Quale strategia proponete? Come si combatte l’odio?
Noi abbiamo proposto di combatterlo a livello di tutta la società. Abbiamo fatto delle proposte che riguardano sia gli aspetti normativi ma anche di formazione e di cultura, per cui si richiama in particolare il ruolo della scuola, dell’università, dello sport ma anche dei media. Siamo cioè convinti che vada fatto un grosso lavoro soprattutto sulla coscienza dei giovani, non solo informandoli su quello che è successo ma facendo capire come ci si è arrivati, ripercorrendo quella che noi chiamiamo la “piramide dell’odio”: alla base c’è un linguaggio di esclusione, di disprezzo e man mano che si sale, il discorso si fa sempre più grave fino a generare fenomeni di violenza e odio.
La pandemia come ha aggravato i fenomeni di hate speech?
Quando si vivono situazioni di disagio e crisi, si cerca sempre un colpevole, un bersaglio, un capro espiatorio. All’inizio erano i cinesi. Poi a un certo punto, sono riemersi miti atavici di odio sopito e a farne le spese sono stati anche gli ebrei. L’uso dei social aggrava il fenomeno: tutto oggi passa dal web. Ma dal web si veicolano anche messaggi positivi.
È possibile punire gli haters “da tastiera”?
In gran parte devo dire che si resta purtroppo impuniti. Gli attacchi devono diventare veramente eclatanti per poter perseguire gli esecutori. Talvolta capita addirittura che le vittime stesse possono diventare colpevoli. Non sarei così ottimista. Però, attenzione: c’è un cambiamento che sta avvenendo, soprattutto a livello delle grandi piattaforme che hanno cominciato a rendersi conto che il web non può diventare quella immensa prateria in cui tutti possono dire tutto. C’è quindi una certa coscienza e responsabilità.
Quale messaggio si sente di lanciare per il Giorno della Memoria?

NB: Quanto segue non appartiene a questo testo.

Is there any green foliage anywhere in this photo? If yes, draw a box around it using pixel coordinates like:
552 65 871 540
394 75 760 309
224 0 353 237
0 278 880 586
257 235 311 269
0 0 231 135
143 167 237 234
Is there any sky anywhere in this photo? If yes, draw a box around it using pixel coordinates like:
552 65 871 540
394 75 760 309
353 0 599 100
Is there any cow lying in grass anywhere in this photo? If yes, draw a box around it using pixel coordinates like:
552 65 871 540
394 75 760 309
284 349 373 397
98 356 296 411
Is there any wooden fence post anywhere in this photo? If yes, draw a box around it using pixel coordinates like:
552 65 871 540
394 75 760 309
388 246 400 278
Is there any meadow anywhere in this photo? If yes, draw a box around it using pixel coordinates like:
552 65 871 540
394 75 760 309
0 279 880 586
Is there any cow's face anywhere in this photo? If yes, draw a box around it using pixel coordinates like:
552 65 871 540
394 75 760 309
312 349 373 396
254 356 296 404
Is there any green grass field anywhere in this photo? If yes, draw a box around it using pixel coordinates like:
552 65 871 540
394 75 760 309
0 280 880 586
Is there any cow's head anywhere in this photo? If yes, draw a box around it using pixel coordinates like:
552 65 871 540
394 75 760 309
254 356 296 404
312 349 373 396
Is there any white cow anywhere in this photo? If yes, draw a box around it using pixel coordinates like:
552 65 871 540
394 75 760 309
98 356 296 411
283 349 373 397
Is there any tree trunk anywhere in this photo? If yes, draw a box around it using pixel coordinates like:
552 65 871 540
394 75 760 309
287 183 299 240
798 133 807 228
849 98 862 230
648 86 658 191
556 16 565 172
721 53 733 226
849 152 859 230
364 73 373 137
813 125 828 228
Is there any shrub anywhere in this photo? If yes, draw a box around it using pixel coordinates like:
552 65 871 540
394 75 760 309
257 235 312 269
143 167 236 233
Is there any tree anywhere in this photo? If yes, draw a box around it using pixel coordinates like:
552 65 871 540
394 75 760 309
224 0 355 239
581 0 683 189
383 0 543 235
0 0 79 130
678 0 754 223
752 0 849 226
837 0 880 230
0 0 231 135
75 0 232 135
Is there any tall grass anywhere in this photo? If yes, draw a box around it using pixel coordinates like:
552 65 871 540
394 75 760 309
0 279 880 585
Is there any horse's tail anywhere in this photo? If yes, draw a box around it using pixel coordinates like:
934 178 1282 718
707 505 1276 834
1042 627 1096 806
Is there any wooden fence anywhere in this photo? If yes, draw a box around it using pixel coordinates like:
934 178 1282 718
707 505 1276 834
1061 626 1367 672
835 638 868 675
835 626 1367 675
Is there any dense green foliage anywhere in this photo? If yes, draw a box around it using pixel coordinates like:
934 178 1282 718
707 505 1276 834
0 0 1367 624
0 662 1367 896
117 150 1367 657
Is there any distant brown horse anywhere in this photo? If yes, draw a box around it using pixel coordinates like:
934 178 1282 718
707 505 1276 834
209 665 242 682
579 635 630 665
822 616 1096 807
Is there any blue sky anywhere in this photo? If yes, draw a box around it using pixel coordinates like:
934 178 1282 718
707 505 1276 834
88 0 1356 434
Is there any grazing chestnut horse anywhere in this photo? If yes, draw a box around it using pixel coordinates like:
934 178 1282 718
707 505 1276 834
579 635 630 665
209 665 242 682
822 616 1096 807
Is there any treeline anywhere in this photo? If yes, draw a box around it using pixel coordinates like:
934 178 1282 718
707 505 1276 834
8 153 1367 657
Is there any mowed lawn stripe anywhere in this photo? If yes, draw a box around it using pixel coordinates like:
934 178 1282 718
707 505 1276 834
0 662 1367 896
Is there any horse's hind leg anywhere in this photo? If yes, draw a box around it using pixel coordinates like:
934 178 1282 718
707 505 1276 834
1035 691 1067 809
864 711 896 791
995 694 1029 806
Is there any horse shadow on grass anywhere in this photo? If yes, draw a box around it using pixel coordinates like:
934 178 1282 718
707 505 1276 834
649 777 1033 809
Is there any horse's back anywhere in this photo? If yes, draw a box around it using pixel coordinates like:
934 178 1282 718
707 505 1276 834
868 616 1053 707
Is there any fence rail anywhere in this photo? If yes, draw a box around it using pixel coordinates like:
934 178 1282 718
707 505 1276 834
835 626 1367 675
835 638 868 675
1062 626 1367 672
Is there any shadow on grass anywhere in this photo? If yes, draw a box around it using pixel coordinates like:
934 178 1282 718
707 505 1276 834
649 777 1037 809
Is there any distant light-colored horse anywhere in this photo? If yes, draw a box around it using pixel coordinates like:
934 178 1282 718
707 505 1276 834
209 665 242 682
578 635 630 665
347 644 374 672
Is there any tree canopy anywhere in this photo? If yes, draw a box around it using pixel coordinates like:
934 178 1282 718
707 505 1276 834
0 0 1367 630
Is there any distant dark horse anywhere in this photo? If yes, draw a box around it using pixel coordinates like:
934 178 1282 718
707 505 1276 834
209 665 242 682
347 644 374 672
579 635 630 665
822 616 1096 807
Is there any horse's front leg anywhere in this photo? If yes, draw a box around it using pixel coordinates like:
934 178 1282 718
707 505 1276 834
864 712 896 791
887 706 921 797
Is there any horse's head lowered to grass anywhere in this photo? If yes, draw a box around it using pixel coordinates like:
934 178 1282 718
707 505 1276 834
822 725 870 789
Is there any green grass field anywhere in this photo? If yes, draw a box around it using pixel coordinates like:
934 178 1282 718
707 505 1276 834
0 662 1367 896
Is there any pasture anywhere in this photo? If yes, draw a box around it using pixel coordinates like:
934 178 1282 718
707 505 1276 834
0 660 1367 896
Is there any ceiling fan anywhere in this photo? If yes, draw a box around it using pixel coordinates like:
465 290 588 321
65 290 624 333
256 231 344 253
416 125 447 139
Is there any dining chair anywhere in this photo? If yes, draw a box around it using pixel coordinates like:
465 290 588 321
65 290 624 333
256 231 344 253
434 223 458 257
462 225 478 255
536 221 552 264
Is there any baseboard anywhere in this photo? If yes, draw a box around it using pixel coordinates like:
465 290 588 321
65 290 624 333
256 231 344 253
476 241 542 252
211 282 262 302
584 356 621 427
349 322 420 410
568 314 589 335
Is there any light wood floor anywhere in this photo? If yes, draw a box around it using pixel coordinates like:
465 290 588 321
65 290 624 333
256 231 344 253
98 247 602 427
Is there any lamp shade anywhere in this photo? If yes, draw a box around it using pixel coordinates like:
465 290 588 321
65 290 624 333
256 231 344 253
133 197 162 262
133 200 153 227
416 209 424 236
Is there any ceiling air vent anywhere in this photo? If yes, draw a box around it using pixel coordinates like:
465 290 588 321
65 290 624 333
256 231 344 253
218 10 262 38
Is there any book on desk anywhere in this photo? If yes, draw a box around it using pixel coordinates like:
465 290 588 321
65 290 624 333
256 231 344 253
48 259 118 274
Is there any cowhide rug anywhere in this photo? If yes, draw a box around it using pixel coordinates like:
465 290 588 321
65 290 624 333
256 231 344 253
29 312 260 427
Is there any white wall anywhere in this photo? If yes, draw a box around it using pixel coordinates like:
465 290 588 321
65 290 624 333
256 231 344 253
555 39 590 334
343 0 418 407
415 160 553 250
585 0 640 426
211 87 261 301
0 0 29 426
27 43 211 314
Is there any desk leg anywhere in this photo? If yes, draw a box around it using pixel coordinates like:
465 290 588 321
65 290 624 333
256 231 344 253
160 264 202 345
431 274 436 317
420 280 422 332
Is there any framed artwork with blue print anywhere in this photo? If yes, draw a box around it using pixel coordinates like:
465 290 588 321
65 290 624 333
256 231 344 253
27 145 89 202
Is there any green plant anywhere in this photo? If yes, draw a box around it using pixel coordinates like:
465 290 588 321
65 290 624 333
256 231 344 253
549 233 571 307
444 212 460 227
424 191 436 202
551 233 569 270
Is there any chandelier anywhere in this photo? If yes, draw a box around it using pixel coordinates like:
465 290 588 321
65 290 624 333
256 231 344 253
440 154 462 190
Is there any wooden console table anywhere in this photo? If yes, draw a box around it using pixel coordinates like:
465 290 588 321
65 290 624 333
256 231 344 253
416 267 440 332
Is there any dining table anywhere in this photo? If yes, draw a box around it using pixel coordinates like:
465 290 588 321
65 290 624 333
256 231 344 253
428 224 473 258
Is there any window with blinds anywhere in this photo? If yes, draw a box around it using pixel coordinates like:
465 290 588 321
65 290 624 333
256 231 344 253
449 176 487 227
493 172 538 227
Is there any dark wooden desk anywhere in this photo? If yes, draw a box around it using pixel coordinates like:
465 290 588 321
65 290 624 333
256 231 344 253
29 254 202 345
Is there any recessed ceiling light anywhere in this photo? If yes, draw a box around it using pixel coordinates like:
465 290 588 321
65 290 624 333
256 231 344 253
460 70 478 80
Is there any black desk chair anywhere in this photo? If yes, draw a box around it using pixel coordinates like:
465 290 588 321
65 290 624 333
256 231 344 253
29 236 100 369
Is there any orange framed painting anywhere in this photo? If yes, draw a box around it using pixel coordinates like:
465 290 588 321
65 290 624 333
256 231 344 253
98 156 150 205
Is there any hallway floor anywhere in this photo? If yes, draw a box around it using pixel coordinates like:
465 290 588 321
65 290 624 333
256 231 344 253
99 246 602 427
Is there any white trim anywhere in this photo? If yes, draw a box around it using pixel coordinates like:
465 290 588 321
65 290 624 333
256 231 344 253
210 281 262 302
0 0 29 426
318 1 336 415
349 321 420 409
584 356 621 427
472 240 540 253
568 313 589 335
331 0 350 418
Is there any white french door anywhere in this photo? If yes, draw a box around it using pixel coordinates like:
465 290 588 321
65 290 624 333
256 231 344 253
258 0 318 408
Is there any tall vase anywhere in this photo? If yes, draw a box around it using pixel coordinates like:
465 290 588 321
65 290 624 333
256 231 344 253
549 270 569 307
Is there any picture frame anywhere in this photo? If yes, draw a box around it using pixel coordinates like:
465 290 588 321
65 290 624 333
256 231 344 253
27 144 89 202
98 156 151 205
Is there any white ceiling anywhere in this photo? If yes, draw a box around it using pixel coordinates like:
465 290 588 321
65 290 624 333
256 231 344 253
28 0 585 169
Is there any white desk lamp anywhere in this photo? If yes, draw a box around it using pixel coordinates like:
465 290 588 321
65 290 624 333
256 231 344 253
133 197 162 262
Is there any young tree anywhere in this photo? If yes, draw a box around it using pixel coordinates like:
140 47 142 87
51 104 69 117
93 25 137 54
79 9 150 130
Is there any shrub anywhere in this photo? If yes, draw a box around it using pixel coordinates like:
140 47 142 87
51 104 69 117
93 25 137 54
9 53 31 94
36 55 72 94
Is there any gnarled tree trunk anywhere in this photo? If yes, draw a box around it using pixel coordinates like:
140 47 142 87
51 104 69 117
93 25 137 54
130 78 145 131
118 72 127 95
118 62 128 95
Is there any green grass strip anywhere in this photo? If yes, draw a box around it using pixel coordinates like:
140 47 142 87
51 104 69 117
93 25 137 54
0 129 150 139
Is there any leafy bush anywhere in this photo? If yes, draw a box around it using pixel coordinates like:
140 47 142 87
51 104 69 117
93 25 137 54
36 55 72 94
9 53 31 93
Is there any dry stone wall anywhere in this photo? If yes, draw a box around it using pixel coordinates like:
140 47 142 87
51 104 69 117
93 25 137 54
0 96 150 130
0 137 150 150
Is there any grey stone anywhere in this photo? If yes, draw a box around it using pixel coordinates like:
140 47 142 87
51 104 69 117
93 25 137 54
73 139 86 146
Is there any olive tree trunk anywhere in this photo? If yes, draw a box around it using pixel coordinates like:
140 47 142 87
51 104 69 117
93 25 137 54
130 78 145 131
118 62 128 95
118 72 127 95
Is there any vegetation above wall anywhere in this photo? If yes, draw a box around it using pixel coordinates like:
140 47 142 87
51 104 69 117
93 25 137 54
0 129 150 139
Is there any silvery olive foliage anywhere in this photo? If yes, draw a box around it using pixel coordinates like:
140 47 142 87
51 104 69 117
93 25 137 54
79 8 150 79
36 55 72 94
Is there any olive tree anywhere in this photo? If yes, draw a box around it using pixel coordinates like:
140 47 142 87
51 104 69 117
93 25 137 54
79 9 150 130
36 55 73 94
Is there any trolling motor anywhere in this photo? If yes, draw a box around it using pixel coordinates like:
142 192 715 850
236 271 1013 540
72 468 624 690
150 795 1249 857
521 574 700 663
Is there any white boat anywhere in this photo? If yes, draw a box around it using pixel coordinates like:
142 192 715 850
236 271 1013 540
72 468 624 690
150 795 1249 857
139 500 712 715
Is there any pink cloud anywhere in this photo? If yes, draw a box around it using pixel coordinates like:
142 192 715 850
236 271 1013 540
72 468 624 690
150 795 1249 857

Dico una cosa che al momento attuale di distanziamento sociale può suonare paradossale. Spero che ci si possa sempre più e sempre meglio guardare negli occhi. Perché se ci si guarda in faccia, diventa più naturale controllare il linguaggio, lo scherzo, lo stereotipo, il pregiudizio. Oggi ci chiediamo come siano stati possibili la Shoah, i bambini bruciati, la disumanità dei campi di concentramento. È stato possibile perché quell’orrore era l’esito di un processo di esclusione e propaganda a lungo preparato. Ed è stato possibile perché la gente non vedeva il male, era qualcosa di lontano. Ecco, la vicinanza ci permette di capire quello che papa Francesco proprio in questi mesi ci sta ripetendo e cioè che tutti, nessuno escluso, siamo sulla stessa barca.